EndgameEndgame (Slaver Wars #5 alt. #7) by Raymond L. Weil
My rating: 9 out of 10 stars

The Federation is pushing the Hocklyns steadily back, but they still vastly outnumber the Humans and their allies by hundreds to one. Fleet Admiral Hedon Streth has to defeat them before they develop newer and more deadly weapons. In a bold move, Hedon comes up with a daring plan to attack the Hocklyn home worlds. If he succeeds, the war will be over and if he fails then the Federation will face imminent defeat.

The AIs have withdrawn to the center of the galaxy where they are working on their Great Project. Once completed it will send out a hyperwave that will eliminate all organic life in the galaxy. Can anything be done to stop this impending apocalypse?

I have thoroughly enjoyed all the books in this book series. They have all been great as far as I am concerned possibly with the exception of Alien Contact which was “just” good instead of great. This is the 5th book in the actual Slaver Wars series. Originally the author wrote three short stories, the Moon Wreck series. Later these books was renamed into Slaver Wars, book 1, part 1 to 3, and later a 4th book, Fleet Academy, in the Moon Wreck series came out which was also kind of incorporated into the Slave Wars series from and that point of view this is book 7. Since the two series are quite separate in time I prefer to keep them separate so to me this is book 5.

Anyway, enough of the trivia. This is a good ending to a great series. As the book name suggests this is the big showdown. Not only against the Hocklyns but also, and perhaps more importantly, against the AIs. The book pretty much follows the same recipe as the previous books and plays out the reminder of the story arc in a logical way. All the familiar characters are there. The combat in space is plentiful and well done. The fleet battles, especially towards the end, are quite large yet they are not glossed over as some books have the unfortunate tendency to do. Nor are they so detailed that they dominate the book.
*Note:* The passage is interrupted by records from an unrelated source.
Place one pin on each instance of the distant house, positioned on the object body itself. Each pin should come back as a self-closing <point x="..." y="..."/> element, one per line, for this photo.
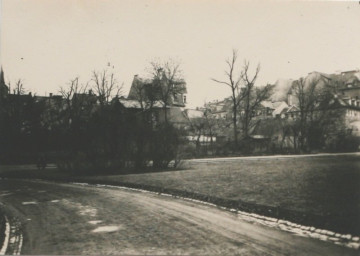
<point x="173" y="92"/>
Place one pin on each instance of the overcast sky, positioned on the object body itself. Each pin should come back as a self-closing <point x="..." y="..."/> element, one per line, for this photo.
<point x="47" y="42"/>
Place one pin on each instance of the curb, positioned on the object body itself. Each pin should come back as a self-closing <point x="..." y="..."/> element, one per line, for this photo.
<point x="13" y="241"/>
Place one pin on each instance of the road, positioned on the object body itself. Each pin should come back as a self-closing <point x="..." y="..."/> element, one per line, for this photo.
<point x="73" y="219"/>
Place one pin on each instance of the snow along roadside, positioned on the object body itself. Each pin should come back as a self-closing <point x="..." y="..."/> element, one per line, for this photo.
<point x="7" y="236"/>
<point x="346" y="240"/>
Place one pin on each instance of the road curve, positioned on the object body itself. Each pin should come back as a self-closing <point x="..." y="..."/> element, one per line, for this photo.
<point x="73" y="219"/>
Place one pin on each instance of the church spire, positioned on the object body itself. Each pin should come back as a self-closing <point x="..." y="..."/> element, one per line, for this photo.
<point x="4" y="90"/>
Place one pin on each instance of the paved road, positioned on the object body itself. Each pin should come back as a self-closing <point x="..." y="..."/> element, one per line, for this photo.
<point x="74" y="219"/>
<point x="220" y="159"/>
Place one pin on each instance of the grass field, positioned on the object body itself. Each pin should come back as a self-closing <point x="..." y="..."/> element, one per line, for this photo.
<point x="327" y="187"/>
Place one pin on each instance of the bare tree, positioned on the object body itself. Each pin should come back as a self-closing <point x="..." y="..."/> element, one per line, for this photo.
<point x="233" y="81"/>
<point x="252" y="97"/>
<point x="167" y="81"/>
<point x="105" y="86"/>
<point x="19" y="87"/>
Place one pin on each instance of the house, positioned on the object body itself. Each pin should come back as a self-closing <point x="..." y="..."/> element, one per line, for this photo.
<point x="173" y="93"/>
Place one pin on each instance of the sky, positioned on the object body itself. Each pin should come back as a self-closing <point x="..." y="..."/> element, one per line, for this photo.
<point x="46" y="43"/>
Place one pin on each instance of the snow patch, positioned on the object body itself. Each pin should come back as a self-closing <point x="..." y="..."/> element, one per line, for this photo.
<point x="94" y="222"/>
<point x="27" y="203"/>
<point x="106" y="229"/>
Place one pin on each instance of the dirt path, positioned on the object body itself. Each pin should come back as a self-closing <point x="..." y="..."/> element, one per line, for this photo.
<point x="73" y="219"/>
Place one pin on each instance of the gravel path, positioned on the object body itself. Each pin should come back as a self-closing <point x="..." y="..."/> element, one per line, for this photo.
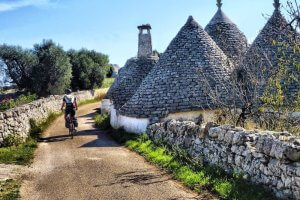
<point x="93" y="166"/>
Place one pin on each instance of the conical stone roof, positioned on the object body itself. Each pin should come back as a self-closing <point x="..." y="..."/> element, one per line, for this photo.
<point x="129" y="79"/>
<point x="173" y="85"/>
<point x="263" y="55"/>
<point x="227" y="36"/>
The method used by Admiral Streth to bring down the Hocklyn Empire was not really what I expected. However, if you think about it, it was actually a very logical approach and certainly not a new idea. The AIs got a more straightforward clobbertime treatment. I have to say that I had a wee bit of a problem with how the Federation went about things at the end. The Hocklyns were intelligent after all yet not a single attempt to enlighten them about the big picture was taken. After all, those resources that now simply got squandered could have been useful against the AIs. Ever since the AIs grand project was even hinted at I almost assumed that, at some point in time, the Hocklyns would be turned against the AIs but that not even an attempt was made felt very illogical to me.

As I wrote above this is the end of the series. The author does leave a few loose ends with future books could be tied into and he does indeed hint, both at the end of the book and on his website, that a spin off series could be in the works. Given how much I have enjoyed other books from this author (not just this particular book series) I will pick up such a book if it comes out for sure.